Slow and steady wins the race, so the saying goes. In fact, consistency is the most challenging part of making linear machines advance at low speed. Component irregularities surface, and what's more, the very applications that require slow speed — plastic-injection molding devices, spray-coating machines, and so on — are often applications that require the utmost in uniformity. For example, in winding machines that spool cable, slow and consistent reciprocation prevents misloads during coiling.
With some considerations, lead and ballscrews can deliver this kind of motion. At low speed, thermal expansion from friction — which can otherwise make linear motors a better choice — is minimal and does not significantly compromise accuracy.
Things to remember
Typical speed range for units designed for slow applications is about 0.01 to 1,000 mm/sec.

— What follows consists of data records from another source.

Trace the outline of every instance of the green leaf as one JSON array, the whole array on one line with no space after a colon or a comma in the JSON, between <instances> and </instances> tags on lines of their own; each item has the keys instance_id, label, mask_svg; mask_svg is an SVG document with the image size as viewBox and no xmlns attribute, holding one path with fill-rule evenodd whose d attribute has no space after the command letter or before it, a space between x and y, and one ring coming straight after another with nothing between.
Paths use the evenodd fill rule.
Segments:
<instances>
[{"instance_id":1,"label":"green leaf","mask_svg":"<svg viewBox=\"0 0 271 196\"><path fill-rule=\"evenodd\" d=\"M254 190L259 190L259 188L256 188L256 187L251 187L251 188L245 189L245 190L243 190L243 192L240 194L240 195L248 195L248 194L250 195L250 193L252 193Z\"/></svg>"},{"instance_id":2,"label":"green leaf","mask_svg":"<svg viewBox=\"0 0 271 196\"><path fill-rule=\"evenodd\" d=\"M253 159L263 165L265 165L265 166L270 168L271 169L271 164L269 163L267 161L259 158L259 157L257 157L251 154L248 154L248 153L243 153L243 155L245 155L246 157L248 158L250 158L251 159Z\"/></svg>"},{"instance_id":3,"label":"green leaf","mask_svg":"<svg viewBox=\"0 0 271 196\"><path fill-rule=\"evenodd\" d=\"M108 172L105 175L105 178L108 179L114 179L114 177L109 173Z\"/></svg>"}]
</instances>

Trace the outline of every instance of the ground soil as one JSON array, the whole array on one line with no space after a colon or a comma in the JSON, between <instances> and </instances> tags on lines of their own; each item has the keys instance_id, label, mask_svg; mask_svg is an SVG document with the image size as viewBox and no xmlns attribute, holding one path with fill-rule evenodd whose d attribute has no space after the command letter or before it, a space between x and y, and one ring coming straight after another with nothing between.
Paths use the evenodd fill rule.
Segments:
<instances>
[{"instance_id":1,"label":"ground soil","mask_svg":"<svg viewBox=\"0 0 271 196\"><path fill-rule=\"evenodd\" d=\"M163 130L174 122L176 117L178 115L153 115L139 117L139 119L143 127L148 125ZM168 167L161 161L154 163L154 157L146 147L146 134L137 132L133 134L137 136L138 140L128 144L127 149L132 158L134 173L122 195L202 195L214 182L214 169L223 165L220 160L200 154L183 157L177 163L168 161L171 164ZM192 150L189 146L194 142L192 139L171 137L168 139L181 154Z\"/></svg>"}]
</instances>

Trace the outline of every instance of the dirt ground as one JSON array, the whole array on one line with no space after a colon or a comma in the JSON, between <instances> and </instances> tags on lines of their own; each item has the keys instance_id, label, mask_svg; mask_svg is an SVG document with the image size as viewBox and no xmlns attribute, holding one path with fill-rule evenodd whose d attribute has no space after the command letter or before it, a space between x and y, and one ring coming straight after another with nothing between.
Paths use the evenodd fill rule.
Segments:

Slow speeds are often associated with high load. In these situations, know that some actuators are designed to slow down as payload increases, according to motor torque curves. Others maintain constant velocity until payload is exceeded — and then the controller faults out. Also: Screws can operate to 5,000 km, but high loads can easily halve that life.
Leadscrews are very effective in slow situations, but upon startup must overcome a static friction coefficient and backlash. This can be more of a problem in slow applications.

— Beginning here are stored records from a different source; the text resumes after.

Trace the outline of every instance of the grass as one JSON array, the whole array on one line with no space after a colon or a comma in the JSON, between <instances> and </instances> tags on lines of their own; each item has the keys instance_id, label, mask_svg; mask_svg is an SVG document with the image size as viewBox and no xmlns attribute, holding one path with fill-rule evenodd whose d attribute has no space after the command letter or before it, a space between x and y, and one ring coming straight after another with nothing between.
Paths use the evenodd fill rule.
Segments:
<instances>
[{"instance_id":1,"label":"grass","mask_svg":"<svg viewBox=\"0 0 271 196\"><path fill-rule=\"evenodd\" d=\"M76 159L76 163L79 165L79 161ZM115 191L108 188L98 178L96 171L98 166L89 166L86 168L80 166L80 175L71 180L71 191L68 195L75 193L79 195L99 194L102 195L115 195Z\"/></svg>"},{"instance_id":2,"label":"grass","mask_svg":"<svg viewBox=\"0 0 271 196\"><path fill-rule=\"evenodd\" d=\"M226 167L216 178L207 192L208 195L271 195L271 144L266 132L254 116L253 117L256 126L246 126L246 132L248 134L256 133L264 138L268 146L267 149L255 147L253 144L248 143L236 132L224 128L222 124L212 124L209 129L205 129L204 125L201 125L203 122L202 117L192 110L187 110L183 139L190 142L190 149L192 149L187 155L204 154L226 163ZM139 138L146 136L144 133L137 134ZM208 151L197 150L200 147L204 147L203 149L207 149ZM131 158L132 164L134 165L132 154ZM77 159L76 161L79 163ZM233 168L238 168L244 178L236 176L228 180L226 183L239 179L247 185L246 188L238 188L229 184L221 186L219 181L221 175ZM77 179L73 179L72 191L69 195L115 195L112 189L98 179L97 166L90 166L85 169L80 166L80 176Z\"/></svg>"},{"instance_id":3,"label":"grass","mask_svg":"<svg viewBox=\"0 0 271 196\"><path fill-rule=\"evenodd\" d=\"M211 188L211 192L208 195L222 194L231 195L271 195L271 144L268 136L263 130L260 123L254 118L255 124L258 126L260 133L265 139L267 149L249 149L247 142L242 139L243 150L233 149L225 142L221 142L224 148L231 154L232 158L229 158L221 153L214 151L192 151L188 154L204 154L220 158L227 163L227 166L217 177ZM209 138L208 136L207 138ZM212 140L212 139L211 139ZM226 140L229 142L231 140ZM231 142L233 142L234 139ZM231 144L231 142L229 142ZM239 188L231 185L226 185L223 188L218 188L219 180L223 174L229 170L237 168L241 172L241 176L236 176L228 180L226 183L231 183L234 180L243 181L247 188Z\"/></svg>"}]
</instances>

For low-speed applications, thin oil won't work. High-viscosity oil that stays in place on its own is recommended.
The lead-speed interaction
Screw pitch (dependent on helix angle) is the distance between screw threads. Screws with greater pitches move a nut faster axially for a given screw rpm. Finer pitch makes for smooth slower-velocity operation, and allows for smaller motors as well. Lead — a screw's pitch multiplied by its number of threads — is a nut's linear travel per screw revolution. Again, lower leads make for slower motion and produce greater thrust, to decrease drive torque needed to move loads.

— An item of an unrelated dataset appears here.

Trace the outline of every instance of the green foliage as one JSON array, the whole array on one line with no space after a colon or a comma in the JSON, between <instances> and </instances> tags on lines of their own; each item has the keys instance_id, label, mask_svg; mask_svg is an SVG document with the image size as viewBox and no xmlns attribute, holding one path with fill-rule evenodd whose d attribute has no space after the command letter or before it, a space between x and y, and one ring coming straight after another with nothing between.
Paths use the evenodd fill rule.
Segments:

Sometimes accuracy (for example, in parts placement) is more important than consistency. Ballscrews, with their incompressible balls and often preloaded nuts, do not slip — meaning they're capable of accurate micropositioning, even down to 0.1 µm. Average precision units offer resolution to 0.01 mm with positioning accuracy of ±0.02 mm.
Partner in crime: Stepmotor
For constant force over a wide speed range, ac servomotors are suitable. But stepper motors are often more logical for low-speed, high-thrust applications. Under about 1,000 rpm, lead screws coupled with micro-stepping motors usually offer sufficient smoothness — so they're often used together. What is the drawback of this coupling? The magnetic field that drags the rotor along is essentially a spring force — and can transmit inconsistent power to screws at midrange motor resonance. For this reason, many linear stepper/screw systems use software-based drive functions to damp vibration during low-speed operation.